It’s a Promise She Plans to Keep: She’ll Never Give Up


One of my best friends resists visiting Los Angeles because she says all the women out here are thin, maybe even thin and beautiful. I don’t agree, but Debbie got me thinking: If a tourist can be intimidated, what must Hollywood be like for a resident non-skinny actress? Liz Torres sums it up matter-of-factly: “You combine the cruel, heartless, rude town with an out-of-work, overweight, over-40 actress and you’re not going to get great treatment.”

Torres was an Emmy nominee in 1994 and 1995 for her portrayal of Mahalia Sanchez on NBC’s “The John Larroquette Show,” which was canceled in November.


Question: What are some memorable treatments?

Answer: The day after I got the job, all my calls were returned--after 10 years.

Q: I’m smiling but it’s not funny.

A: I was the only girl at the Emmys without a designer dress. All these girls got offered clothes, you know, designers chasing after them. So when they asked me who did your gown, I said, “I don’t want to say this guy’s name. That’s free advertising. He didn’t call me. I paid for this.”


Q: Is weight a constant struggle?

A: Always. I’m always striving to lose weight. And it’s not a matter of wanting to be a size 3 again--I brought out my leotards and a friend thought they were doll clothes. Being heavy isn’t good for you. How long can your heart take the strain? So, I never give up but it’s hard. Being on the television show helped a lot.

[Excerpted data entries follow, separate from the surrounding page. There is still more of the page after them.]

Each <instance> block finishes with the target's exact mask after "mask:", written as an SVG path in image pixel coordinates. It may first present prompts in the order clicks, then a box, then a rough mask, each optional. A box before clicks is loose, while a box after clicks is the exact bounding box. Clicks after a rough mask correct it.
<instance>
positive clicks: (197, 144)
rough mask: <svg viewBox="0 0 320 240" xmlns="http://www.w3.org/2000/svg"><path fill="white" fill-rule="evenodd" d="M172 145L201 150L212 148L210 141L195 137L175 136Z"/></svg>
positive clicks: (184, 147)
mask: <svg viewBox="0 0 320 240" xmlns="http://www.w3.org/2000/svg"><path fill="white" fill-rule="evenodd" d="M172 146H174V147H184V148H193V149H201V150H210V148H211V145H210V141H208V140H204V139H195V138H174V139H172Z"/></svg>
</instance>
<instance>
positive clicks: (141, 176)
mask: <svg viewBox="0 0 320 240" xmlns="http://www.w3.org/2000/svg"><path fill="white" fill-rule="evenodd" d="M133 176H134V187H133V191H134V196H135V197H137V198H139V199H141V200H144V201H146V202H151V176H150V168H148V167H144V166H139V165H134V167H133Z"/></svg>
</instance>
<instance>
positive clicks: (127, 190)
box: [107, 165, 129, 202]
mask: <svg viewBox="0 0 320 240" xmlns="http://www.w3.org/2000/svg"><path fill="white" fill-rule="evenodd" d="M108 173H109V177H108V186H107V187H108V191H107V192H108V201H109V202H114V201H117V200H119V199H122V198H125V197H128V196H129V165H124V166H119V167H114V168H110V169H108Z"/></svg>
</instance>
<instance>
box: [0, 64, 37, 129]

Q: You took off 40 pounds.

A: Right, just by cutting down on the food intake, trying to eat healthy, exercising. And I don’t even like to exercise. I’m still waiting for my endorphin high to kick in. And just trying to pay attention to myself. When I’m tired I think if I eat something, it’ll pep me up and it’s not true. Just makes me more tired. So, I try to get into bed by 10.

Q: What do you do for exercise?

A: Five days a week I get up at 4:40 a.m. and then walk with my next-door neighbor, Diana, who is a schoolteacher. We go twice around the inside of a shopping mall. Sometimes I bring my Yorkshire terrier. Libby starts out good, but then she stops and I have to carry her.

Q: Do you do anything at home?

A: I have a stationary bike that I do twice a week, but I’m not really serious about it. I just do it until I get tired. And then I have a step thing that I really hate. It’s hard on your knees. I have a treadmill that keeps getting stuck. It’s nice to have equipment around, though, because you can sit on it any time. And I used to have a weighted jump rope and that was great.

Q: What happened to it?

A: I got to be 49, that’s what happened. My knees said, “No, we won’t.” No, the only one I like is the bike.

Q: Food-wise, how did you lose weight?

A: I cut back on everything. In the morning, whole wheat toast with fake butter and I try not to have coffee but when I do, I’ll give myself a double espresso or Cuban coffee, the little, tiny cup. I’m Hispanic--don’t mess around with my coffee. Leave my beans alone.


Q: What about the rest of the day?

A: Sometimes yogurt or ready-made salads, which I’d put in the car the night before. Otherwise, in the morning, I’d forget. Or for lunch, fish, salmon, greens and tomatoes. And at night, if I have a frozen dinner like a Healthy Choice at least I’ve had a meal. Otherwise, I’ll munch. Skip dinner and you end up picking all night.

Q: Do you eat when you’re nervous?

A: Very much so and I’m nervous all the time. You’re just shoving it in your mouth and you’re not thinking, “I’m not really hungry.” You eat from sunrise to sunset and sometimes you wake up with crumbs in bed.

Q: How do you feel about your appearance?

A: I’m heavy. This is the reality. I don’t kick myself about it, but I don’t think I look fabulous in my clothes. I know that in my suits I look like a box walking down the street. That’s the thing that hurts me most. Thank God, there’s a product out there that you can wear that’s passable. It’s corrective dressing, but it’s not who I am and ultimately that’s very hard. I can’t even look at fashion magazines anymore because the styles aren’t going to be anything that I can wear.

Q: What else do you go through when you’re heavy?

A: When you gain weight, nobody looks at you. When I got heavier--and being Hispanic on television is limiting--I played a lot of maids. I would go on the set and people would not look at me. They also tend not to hear you. You have to make them focus on you. If I really want to be heard, I have that command but a lot of heavy women don’t. When I see someone heavy working on television I say, “Oh, God, go girl. You do it.” You know, it shouldn’t stop your life.

* Guest Workout runs Wednesdays in Life & Style.